Еще раз о справедливости

Большая часть нашего общества живет с постоянным фоновым чувством сильно нарушенной в современной Российской Федерации социальной справедливости. Это выражается в первую очередь в возмущении созданным в одночасье (в начале девяностых годов) и на ровном месте колоссальным имущественным неравенством, а также в невозможности для квалифицированного человека найти применение своим знаниям и способностям и получить такую оплату своего труда, которая соответствовала бы его общественной ценности. И уж совсем нетерпимо то, что десятки миллионов людей самым грубым образом были лишены сравнительно приличного образа жизни и теперь ведут полуголодное существование. Эти люди считают наше теперешнее общество значительно более несправедливым, чем позднесоветское общество.
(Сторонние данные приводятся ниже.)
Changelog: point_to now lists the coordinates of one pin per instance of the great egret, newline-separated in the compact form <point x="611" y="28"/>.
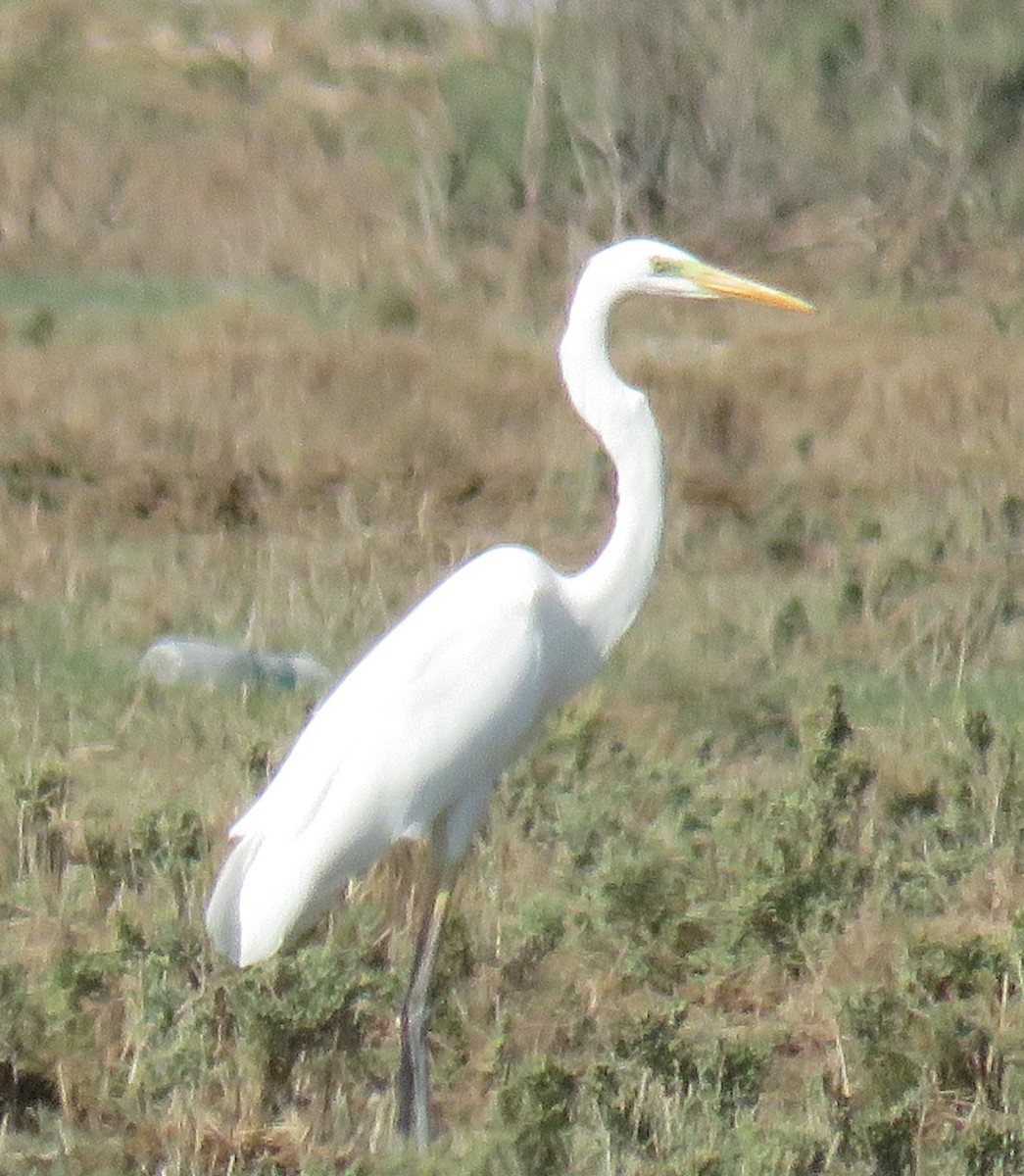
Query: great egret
<point x="413" y="740"/>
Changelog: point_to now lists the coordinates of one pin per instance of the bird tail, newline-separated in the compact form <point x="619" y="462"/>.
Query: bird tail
<point x="223" y="918"/>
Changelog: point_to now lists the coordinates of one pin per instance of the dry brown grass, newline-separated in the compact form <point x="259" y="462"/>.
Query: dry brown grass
<point x="364" y="393"/>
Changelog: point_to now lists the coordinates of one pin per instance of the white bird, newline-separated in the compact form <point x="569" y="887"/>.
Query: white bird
<point x="413" y="739"/>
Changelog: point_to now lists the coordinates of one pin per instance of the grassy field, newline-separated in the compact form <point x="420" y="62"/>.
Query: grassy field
<point x="280" y="288"/>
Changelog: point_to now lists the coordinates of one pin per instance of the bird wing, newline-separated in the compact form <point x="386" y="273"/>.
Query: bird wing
<point x="433" y="712"/>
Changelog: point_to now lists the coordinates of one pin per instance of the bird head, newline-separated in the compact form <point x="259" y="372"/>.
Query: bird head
<point x="652" y="268"/>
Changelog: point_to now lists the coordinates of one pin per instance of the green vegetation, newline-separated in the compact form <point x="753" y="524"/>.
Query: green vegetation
<point x="278" y="295"/>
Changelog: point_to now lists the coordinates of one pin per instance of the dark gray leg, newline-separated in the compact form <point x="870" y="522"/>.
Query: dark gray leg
<point x="413" y="1116"/>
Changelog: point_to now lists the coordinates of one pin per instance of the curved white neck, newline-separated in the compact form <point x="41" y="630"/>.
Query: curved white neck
<point x="607" y="595"/>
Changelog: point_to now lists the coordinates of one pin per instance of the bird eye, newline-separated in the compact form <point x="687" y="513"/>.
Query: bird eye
<point x="664" y="268"/>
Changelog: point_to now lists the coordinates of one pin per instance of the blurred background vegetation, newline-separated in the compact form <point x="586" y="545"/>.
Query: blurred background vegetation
<point x="280" y="286"/>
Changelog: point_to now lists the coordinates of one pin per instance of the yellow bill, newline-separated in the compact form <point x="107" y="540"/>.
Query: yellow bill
<point x="721" y="283"/>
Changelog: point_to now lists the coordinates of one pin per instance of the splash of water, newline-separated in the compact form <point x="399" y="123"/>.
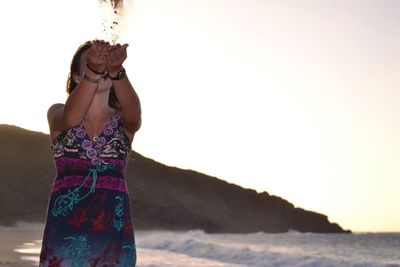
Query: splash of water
<point x="111" y="12"/>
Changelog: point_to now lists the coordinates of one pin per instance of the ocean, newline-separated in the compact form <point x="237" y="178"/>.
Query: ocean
<point x="196" y="248"/>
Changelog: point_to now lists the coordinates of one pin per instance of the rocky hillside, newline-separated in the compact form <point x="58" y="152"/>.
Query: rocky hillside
<point x="162" y="197"/>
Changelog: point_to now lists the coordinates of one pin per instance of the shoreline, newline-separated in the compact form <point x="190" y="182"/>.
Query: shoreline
<point x="18" y="237"/>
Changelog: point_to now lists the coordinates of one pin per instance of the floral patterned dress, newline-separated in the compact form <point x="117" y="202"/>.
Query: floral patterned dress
<point x="89" y="219"/>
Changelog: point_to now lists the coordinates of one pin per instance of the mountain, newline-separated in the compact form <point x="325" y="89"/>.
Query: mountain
<point x="162" y="197"/>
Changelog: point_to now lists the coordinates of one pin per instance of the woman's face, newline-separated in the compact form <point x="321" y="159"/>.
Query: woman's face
<point x="105" y="83"/>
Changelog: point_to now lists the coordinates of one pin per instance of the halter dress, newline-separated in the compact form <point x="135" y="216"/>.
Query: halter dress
<point x="89" y="220"/>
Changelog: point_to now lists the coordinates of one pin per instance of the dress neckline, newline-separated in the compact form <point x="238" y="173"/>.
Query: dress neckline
<point x="101" y="133"/>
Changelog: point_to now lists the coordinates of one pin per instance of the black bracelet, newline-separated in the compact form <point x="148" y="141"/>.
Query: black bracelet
<point x="93" y="70"/>
<point x="91" y="80"/>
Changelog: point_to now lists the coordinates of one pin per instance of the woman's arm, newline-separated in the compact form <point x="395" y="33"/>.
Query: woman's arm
<point x="127" y="97"/>
<point x="61" y="117"/>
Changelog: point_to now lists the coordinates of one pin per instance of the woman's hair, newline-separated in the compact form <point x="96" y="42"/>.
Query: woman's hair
<point x="75" y="68"/>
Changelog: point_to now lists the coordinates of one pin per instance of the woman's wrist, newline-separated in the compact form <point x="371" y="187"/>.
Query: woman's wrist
<point x="94" y="70"/>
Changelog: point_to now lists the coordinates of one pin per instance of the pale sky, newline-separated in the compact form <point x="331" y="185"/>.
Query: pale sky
<point x="296" y="98"/>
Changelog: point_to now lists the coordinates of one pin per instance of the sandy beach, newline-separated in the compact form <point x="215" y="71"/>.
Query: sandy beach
<point x="15" y="243"/>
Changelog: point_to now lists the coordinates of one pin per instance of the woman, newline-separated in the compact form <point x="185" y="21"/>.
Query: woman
<point x="89" y="219"/>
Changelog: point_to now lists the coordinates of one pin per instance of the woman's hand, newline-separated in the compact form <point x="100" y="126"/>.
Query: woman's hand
<point x="97" y="53"/>
<point x="116" y="56"/>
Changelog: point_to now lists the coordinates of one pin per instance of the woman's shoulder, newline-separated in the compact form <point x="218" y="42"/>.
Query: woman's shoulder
<point x="53" y="113"/>
<point x="55" y="107"/>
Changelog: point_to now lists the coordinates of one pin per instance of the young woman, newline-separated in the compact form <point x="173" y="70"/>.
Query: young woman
<point x="89" y="220"/>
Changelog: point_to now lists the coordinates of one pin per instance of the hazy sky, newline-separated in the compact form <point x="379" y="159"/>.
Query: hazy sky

Я с ними в этом полностью согласен, хотя считаю, что и советское общество не было справедливым, но его несправедливость была другого рода, а именно: тогда имелись номенклатурные привилегии, состоявшие не только в чисто потребительских преимуществах, но, что гораздо важнее, в монополизации каналов повышения общественного статуса.

В наше время номенклатурные привилегии были очень быстро воспроизведены в новой форме и в значительно возросшем объеме. Они воплотились в олигархических кланах, которые монополизировали доступ к богатству и пытаются сделать то же самое в области политической власти. При этом богатство теперешних номенклатурщиков превосходит богатство советских номенклатурщиков на порядки. Например, министр крупного союзного министерства, пробывший на этом посту несколько десятков лет, к середине восьмидесятых годов имел на банковском счете 5 миллионов рублей. А теперешние топ-менеджеры сырьевых корпораций имеют десятки, а то и сотни миллионов долларов за несколько лет.

Интенсивность и широкая распространенность чувства нарушенной в нашем обществе справедливости указывает на то, что, во-первых, источник этого чувства, то есть ценность справедливости, действительно существует, а не выдуман и не навязан пропагандой, и что он, во-вторых, открыт восприятию практически любого человека. Ценность справедливости и ценностное чувство, схватывающее ее, образуют естественный фундамент моральной системы. Отказаться от принципа справедливости пытается лишь последовательный аморализм, то есть удалить этот принцип можно, лишь удалив всю мораль целиком.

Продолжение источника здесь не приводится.